Do censors working for Sina corporation have a moral obligation not to work there? That is the provocative question posed by @假装在纽约, a user whose handle literally means “pretending to be in New York.” On Sina Weibo, a Twitter-like platform, he recently wrote:
I don’t agree with people who defend little secretaries [slang for censors] by saying they need to earn a living. Beijing’s got so many corporations, I don’t believe that someone who leaves Sina [corp] would be unable to find work. Someone’s ultimately got to have a bit of backbone. Because of its principles, Google abandoned the huge Chinese market. You can’t even compare this to the [smaller] price a [Weibo censor] has to pay by quitting and finding a new job. If a content manager is willing to quit, I will give them 5,000 RMB every month up until the time they find a new job.
A (hated) fact of life online
Censorship is a regular fact of life on the Chinese Internet, in particular on social media, an often-raucous arena for speech and debate where posts are often “harmonized,” or deleted.
In this environment, Sina Corp, which administers one of China’s massive Weibo microblogging platforms, is caught between a rock and a hard place. As a for-profit, NASDAQ-listed private company, Sina must please its users in order to keep its now 400-million-strong Weibo user base growing, especially with a possible spin-off IPO of the platform in the works.
But Sina must also exercise censorship of its own to placate government authorities eager to keep the “sensitive” posts to a minimum. Otherwise, Sina risks the very existence of its Weibo platform, particularly after China’s government appeared to put its foot down by issuing recent “Information Protection” rules with real-name registration requirements that the blogosphere widely interpreted as tilting at online speech. Unofficial estimates hold that at least 1,000 Sina employees are engaged in the process of “content management,” which often means censorship.
Censors, it must be noted, are roundly hated on the Chinese Internet. Web users have wished death upon Fang Binxing, the father of the so-called Great Firewall of censorship, not to mention throwing eggs or shoes at him when they’ve gotten the chance.
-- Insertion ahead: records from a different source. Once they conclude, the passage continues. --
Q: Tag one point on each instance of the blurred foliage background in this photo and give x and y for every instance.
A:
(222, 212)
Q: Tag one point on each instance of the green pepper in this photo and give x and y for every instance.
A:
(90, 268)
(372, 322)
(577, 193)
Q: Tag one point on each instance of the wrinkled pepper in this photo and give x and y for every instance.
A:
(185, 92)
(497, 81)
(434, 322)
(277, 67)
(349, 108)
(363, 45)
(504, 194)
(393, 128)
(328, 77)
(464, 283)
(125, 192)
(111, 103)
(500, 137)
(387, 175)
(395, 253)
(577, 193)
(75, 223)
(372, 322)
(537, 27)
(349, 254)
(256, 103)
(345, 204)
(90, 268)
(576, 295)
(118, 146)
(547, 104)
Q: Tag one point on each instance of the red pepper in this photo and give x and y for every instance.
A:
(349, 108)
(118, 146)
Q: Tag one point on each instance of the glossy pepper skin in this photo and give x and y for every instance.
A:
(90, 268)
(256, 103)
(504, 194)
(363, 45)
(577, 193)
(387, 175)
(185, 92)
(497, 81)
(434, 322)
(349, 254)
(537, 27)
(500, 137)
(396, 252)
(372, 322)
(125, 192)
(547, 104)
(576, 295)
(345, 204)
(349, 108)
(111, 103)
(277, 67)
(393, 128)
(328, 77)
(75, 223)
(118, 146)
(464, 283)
Just yesterday, the Chinese Web exploded in indignation after high-level censors exhibit an unprecedented level of interference, unilaterally altering a new year’s greeting in the liberal Southern Weekly which had originally called for constitutional reform.
Just following orders
But Chinese Web users are apparently more willing to forgive the little guy. In the few hundred comments upon “Pretending’s” bold call, most defended the censors as the proverbial little guy following orders. One wrote, “The logic has a problem; you should be comparing Sina [corporation] to Google, [not] the little workers.” Another asked, “Why should people give anything up for your beliefs? … It’s not easy to make a living; they have wives too.” After all, “The censors are just workers, what they delete and don’t delete is decided up above.”
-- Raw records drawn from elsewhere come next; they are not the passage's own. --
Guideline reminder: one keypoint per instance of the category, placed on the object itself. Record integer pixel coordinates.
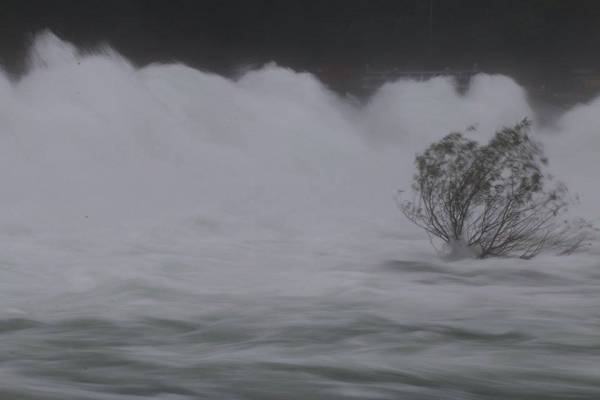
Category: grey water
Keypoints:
(400, 329)
(166, 233)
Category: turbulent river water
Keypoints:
(167, 233)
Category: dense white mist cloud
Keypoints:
(90, 141)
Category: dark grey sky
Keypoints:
(526, 37)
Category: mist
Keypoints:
(200, 235)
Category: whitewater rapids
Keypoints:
(169, 233)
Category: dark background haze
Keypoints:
(537, 42)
The problem, as commenters appeared to see it, is a pernicious system, one which too easily bends others to its will. “The problem is that after years of brainwashing they don’t know what’s right and what’s wrong,” one user wrote. Another depicted low-level censors as unwitting victims: “You can’t blame them; it’s important to make a living. I think what’s more important is the [way they've been] turned into slaves, without their own standards to judge what’s right and wrong… If I’d just graduated and was lucky enough to become a censor, I’d be happily deleting posts. Now that’s not possible; I’ve been inspired by [reformist Weibo users] Yang Hengjun and Ren Zhiqiang, and am gradually developing my own concept of right and wrong.”
A number of users felt that, ethics aside, going after low-level censors would be a losing battle. They wrote that “If one censor falls, there are thousands upon thousands who will stand up,” and “China doesn’t want for people; if it’s not these censors it will be other censors.”
Given his knack for penning provocative posts, “Pretending to be in New York’s” offer was likely just a bluff, and a seemingly failed one at that. But reaction to his call does illustrate the difficulty of bringing public pressure to bear against censors. Government censors are not accountable to a democratic process. Meanwhile, corporate management and shareholders face fierce government pressure to comply with content guidelines–after a brief dalliance with offering a haven for free speech, Sina’s Weibo competitors appear to have given up the game. That leaves the lower-level functionaries at Sina and its peers, but they are perhaps the least blameworthy. Besides writing angrily, eloquently, and often, what is a beleaguered netizen to do?